Je ne sais pas si la passion pour la cuisine joue un rôle majeur ou mineur dans l'appréciation d'un tel documentaire, mais la durée gargantuesque de quatre heures n'a pour moi jamais été un obstacle à l'immersion dans les cuisines, devant les assiettes et en compagnie des producteurs. Au contraire, c'est l'hypnose totale. On progresse des marchés aux fourneaux, avec les clients et les commis, en compagnie du père et des fils, sans la moindre trace d'ennui. La confection des plats est très clairement la partie la plus absorbante du film, loin devant les récits familiaux ou même le grand soin apporté à la présentation de la provenance de divers produits (fromages, vins, légumes, viandes), et Wiseman porte un regard intéressé et passionné sur une thématique duale qui a irrigué une bonne part de sa filmographie, l'art de la création qui se déploie devant nos yeux et le travail collectif qui permet d'atteindre des hauteurs incroyables.
Menus-Plaisirs - Les Troisgros présente toutefois quelques limitations étonnantes de la part du documentariste. La première tient sans doute à l'absence remarquée de quelques acteurs du grand cycle de la restauration, puisque très peu de temps sera accordé au service des plats (le passage de la cuisine aux tables est toujours limité à des plats qui partent et des présentations succinctes devant les clients) et tout ce qui a trait à la partie la plus ingrate du travail, le nettoyage de la vaisselle, est totalement absente — alors qu'on imagine bien le nombre conséquent de personnes requises à la plonge dans un lieu pareil. La seconde, peut-être encore plus étonnante de la part de Wiseman, tient au processus d'auscultation caractéristique chez lui : on a l'impression que la virtuosité des compositions gastronomiques l'a quelque peu éloigné de l'observation et de la compréhension des mécanismes du restaurant étoilé, des relations hiérarchiques, de l'organisation, bref de tout ce qui fait habituellement le sel de ses productions. Ici les zones de rugosité ne sont pas inexistantes mais elles restent limitées à quelques passages relativement anecdotiques. L'ambiance qui règne en cuisine à l'air beaucoup plus conviviale que ce que l'on peut connaître habituellement dans ce genre de lieux où s'exerce souvent une certaine tyrannie (plus ou moins poussée), mais on a malgré tout la sensation de passer à côté de quelque chose de non-négligeable.
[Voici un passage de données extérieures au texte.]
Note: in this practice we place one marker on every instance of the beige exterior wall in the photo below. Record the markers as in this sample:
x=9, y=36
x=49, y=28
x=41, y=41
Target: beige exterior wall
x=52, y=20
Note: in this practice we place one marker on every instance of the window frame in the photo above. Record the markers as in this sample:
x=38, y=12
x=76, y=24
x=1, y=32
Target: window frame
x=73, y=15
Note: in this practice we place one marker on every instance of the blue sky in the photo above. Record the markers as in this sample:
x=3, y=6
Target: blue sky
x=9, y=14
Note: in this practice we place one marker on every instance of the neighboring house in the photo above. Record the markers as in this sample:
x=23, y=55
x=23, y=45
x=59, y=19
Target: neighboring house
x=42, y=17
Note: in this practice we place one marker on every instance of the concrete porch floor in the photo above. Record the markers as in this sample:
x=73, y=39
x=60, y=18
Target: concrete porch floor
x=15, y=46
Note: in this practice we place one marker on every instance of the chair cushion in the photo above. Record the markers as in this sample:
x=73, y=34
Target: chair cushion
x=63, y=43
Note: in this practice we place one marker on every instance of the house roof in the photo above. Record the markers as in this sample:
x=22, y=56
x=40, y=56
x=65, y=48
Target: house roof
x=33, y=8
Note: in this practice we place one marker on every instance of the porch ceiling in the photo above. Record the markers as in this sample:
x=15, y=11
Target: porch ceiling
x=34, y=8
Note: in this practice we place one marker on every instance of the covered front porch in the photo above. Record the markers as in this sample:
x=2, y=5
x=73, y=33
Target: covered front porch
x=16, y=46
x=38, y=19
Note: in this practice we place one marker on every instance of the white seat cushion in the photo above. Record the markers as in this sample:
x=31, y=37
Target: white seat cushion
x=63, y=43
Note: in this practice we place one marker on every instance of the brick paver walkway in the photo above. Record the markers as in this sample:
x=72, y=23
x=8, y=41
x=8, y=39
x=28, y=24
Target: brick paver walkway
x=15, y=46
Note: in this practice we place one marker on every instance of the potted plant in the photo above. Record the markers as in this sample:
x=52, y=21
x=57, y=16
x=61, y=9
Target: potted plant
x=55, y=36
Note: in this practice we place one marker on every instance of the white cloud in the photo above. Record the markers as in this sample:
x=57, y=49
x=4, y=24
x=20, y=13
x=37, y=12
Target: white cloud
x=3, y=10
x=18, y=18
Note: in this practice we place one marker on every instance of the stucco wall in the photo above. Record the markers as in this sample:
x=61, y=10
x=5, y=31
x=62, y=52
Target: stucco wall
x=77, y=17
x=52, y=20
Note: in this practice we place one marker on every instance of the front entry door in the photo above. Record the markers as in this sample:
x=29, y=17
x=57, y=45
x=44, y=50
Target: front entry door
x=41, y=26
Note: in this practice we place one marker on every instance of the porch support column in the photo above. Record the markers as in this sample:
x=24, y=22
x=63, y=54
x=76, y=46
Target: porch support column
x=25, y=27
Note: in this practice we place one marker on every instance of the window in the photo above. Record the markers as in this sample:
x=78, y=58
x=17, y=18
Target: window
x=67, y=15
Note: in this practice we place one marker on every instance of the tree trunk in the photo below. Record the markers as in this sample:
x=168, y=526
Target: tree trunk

Wiseman semble plus intéressé par d'autres récits qui se tissent en toile de fond, comme notamment l'histoire de la famille Troisgros avec le grand-père qui a développé une curiosité précoce (à l'échelle de la gastronomie française) pour la cuisine japonaise, et surtout le moment charnière auquel on assiste puisque les cuisines sont en plein transfert de responsabilités, du père vers le fils — une étape difficile pour les différentes parties, nous suggère-t-on de manière très diffuse. Les temps changent, la nouvelle génération orientera l'établissement dans une autre direction, c'est une certitude et on sent le patriarche heureux mais un peu désorienté à ce sujet. Mais ce qui focalise l'essentiel de l'attention relève de l'esthétique tant les assiettes apparaissent comme le réceptacle d'une profusion complètement dingue de savoirs et de talents, avec non seulement le pouvoir créateur hallucinant des chefs (on entendra beaucoup parler d'une fameuse recette à base de rognons aux fruits de la passion) mais aussi une pléthore de gestes techniques délivrés dans les cuisines immenses et ouvertes, pour conditionner les légumes, préparer les aromatiques, dorer certains ingrédients, ajuster les saveurs avant que tout ce travail ne se métamorphose en un plat final, point d'équilibre des textures, des couleurs, des formes, des parfums... Autour d'un artisan vieillissant se confectionne une vision de paradis gastronomique, rappelant que la bouffe, c'est vraiment la base.